Previously, she also spoke about the "cocaine kiss" defence with a past case of an athlete being contaminated by a partner who has used cocaine.
According to US Anti-Doping Agency CEO Travis Tygart, the man credited with bringing down disgraced cyclist Lance Armstrong, Jack's case is much different.
"The only question is going to be how many innocent athletes are railroaded before the rules finally change," he said. "People need to know about the injustice.
"What struck me about the Jack case, no performance benefit, no intent, not even reckless, did everything she could to abide by the rules. But yet she's branded a drug cheat and given a two-year suspension and lucky not to get a four-year. That's just an inherently unjust system."

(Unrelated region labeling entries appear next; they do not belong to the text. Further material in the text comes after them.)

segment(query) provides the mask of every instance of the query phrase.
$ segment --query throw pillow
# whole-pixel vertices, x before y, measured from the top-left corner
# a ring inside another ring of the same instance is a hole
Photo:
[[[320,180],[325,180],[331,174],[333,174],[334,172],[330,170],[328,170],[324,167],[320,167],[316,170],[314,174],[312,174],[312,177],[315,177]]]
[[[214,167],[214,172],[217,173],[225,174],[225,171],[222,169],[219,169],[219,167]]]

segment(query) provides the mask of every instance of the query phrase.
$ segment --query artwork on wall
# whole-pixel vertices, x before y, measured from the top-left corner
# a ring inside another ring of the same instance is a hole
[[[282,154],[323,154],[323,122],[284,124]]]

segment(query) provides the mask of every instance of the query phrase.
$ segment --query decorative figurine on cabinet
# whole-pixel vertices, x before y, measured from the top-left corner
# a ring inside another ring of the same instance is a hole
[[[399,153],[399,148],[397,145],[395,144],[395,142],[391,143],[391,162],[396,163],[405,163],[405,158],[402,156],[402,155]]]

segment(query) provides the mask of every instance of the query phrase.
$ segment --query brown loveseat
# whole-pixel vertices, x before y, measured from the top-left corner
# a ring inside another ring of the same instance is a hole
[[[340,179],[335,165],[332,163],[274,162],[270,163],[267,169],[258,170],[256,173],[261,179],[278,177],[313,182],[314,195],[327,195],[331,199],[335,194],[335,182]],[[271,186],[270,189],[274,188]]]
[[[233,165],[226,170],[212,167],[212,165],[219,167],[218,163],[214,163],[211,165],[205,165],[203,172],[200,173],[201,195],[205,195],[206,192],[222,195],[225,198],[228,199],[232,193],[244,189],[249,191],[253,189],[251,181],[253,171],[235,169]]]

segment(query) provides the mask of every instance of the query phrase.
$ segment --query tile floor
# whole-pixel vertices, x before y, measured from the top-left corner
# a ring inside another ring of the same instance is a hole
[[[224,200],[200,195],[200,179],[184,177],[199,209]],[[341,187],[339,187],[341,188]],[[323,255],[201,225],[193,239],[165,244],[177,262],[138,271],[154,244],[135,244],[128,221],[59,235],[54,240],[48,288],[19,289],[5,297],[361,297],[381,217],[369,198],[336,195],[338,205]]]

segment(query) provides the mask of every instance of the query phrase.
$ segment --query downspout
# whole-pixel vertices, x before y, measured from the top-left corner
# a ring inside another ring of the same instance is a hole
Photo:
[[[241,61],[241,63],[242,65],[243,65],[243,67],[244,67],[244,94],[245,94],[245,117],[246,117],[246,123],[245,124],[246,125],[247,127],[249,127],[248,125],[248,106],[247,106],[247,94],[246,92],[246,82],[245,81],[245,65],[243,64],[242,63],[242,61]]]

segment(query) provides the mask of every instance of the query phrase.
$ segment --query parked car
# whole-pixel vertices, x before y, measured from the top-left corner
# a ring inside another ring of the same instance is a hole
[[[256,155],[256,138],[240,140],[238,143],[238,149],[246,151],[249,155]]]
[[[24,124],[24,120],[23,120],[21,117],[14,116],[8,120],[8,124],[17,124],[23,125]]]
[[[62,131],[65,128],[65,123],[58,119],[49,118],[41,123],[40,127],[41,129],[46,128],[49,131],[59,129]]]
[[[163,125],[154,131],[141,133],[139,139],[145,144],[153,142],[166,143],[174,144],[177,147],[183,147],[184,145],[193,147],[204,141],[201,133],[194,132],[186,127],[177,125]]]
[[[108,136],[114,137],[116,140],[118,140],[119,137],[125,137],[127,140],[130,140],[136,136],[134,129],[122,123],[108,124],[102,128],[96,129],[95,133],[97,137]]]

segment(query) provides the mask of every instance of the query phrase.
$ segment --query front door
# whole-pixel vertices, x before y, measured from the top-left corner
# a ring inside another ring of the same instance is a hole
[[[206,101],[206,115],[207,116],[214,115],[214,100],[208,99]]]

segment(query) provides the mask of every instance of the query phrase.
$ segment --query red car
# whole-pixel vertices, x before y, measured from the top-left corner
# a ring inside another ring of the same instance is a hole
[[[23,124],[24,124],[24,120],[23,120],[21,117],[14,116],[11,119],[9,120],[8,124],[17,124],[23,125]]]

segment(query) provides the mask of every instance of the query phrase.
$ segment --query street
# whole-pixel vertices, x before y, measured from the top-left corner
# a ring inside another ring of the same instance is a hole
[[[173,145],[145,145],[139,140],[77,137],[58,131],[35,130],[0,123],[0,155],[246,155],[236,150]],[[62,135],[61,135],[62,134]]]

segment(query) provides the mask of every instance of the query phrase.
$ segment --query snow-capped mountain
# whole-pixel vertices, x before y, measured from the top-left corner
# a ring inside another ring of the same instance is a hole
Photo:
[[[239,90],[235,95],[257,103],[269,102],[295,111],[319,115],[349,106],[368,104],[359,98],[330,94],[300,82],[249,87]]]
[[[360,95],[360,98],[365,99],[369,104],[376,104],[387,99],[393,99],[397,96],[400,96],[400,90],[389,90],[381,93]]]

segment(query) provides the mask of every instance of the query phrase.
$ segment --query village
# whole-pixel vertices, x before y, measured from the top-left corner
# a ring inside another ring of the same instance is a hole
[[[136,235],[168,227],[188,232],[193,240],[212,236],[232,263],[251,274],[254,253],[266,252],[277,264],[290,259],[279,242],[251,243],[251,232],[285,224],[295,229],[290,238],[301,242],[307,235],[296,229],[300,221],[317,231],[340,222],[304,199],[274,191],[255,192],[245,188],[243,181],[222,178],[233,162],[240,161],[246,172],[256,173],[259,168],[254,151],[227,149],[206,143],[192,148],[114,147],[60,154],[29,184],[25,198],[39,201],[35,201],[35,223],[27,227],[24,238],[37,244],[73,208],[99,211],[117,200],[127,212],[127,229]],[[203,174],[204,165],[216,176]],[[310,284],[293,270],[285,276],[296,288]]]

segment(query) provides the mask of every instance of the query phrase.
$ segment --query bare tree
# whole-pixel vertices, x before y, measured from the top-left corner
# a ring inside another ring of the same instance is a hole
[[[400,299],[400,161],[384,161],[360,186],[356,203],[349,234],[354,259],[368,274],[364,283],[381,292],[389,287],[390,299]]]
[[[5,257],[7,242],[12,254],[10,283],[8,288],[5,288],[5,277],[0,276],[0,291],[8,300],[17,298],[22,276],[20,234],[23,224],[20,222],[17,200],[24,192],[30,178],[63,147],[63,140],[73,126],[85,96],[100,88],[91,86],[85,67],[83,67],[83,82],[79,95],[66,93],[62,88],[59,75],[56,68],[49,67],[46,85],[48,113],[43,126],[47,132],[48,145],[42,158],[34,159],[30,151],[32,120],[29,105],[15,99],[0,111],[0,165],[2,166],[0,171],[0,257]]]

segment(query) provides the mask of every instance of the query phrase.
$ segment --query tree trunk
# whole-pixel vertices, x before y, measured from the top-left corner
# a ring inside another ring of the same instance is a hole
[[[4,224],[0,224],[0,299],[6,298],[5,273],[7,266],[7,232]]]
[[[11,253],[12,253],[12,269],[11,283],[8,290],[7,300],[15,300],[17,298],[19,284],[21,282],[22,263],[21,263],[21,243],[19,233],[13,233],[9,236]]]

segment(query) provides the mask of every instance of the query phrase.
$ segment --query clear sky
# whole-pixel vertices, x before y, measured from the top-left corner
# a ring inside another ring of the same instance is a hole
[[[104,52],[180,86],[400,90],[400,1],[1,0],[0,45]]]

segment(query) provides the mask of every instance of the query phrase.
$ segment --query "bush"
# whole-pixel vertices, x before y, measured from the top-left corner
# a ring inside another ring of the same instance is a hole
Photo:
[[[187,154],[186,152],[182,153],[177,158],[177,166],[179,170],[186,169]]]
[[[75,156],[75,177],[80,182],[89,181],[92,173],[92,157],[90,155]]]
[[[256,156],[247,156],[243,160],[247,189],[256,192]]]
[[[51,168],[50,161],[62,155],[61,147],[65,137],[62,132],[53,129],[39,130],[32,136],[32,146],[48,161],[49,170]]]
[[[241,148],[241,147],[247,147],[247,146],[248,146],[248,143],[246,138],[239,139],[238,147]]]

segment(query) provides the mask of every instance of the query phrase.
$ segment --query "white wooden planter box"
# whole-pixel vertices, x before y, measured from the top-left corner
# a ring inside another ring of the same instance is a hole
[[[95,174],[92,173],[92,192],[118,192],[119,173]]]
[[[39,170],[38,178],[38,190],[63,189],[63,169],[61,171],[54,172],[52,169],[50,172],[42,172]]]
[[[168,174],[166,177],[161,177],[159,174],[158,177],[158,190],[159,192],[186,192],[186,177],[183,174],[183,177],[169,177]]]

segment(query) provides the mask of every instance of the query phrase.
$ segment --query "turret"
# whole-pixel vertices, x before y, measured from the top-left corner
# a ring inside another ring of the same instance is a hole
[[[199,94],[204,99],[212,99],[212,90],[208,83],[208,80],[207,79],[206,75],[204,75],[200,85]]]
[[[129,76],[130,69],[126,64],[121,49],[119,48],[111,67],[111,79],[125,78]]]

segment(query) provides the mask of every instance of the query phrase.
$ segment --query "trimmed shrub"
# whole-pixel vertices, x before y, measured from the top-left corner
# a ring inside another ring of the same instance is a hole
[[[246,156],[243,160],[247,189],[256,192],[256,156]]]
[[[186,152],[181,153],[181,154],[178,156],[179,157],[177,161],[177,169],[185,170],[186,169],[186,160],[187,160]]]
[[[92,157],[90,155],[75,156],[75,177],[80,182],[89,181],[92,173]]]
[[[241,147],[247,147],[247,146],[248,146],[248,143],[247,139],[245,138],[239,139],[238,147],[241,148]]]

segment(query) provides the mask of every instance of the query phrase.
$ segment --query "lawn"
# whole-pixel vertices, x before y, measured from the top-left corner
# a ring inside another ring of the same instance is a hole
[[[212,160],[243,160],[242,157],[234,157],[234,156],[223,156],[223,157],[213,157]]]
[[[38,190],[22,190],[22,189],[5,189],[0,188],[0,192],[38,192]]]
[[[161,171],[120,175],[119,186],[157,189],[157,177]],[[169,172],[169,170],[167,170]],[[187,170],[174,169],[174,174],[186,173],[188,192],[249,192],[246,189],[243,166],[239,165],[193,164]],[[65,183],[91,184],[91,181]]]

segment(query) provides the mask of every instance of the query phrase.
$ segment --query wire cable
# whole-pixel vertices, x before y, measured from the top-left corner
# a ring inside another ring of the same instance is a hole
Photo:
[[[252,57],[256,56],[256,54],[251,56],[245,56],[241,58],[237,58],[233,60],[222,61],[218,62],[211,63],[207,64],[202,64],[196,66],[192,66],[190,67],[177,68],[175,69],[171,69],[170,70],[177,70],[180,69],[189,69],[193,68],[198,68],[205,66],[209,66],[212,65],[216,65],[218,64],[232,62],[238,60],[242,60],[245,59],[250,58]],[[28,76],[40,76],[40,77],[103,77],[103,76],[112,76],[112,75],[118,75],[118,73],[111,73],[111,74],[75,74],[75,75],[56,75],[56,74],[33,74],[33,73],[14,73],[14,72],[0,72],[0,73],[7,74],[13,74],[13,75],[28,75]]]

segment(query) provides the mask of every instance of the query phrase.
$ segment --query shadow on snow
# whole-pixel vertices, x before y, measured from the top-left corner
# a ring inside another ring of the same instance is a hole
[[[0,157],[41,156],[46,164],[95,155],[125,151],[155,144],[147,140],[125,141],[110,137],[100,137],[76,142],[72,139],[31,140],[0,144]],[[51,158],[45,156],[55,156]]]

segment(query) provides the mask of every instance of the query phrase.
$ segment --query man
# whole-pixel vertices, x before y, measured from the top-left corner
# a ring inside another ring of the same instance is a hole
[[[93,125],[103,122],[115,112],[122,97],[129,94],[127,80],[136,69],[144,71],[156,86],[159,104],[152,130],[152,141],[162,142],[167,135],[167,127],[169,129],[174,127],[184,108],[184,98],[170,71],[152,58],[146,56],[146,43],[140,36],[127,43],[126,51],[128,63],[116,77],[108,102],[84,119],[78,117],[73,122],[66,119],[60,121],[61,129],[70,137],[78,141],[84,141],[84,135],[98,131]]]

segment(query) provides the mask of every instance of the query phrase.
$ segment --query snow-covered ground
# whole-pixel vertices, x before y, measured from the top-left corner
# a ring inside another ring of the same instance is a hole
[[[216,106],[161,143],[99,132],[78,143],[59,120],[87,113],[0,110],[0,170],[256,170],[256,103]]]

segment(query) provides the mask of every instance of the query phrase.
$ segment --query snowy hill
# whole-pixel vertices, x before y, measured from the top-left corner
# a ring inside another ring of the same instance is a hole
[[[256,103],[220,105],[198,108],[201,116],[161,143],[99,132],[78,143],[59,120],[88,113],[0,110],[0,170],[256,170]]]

Tygart said that there have been several cases with low level positives caused by meat contamination, supplement contamination and even sex.
"The rules then demand that an athlete who has a positive in that regard is automatically assumed to be an intentional cheater that deserves a four-year sanction," he said. "It's the rules that have to be changed to be more fair, to adjust for the new technology advancements
or the realities of the world that we all now live in."
Similarly, former Swimming Australia CEO Leigh Russell said "athletes have every right to be worried".
"If testing is picking up the minute elements of anything, then these things will happen. It has demonstrated that it can happen to anyone," she said.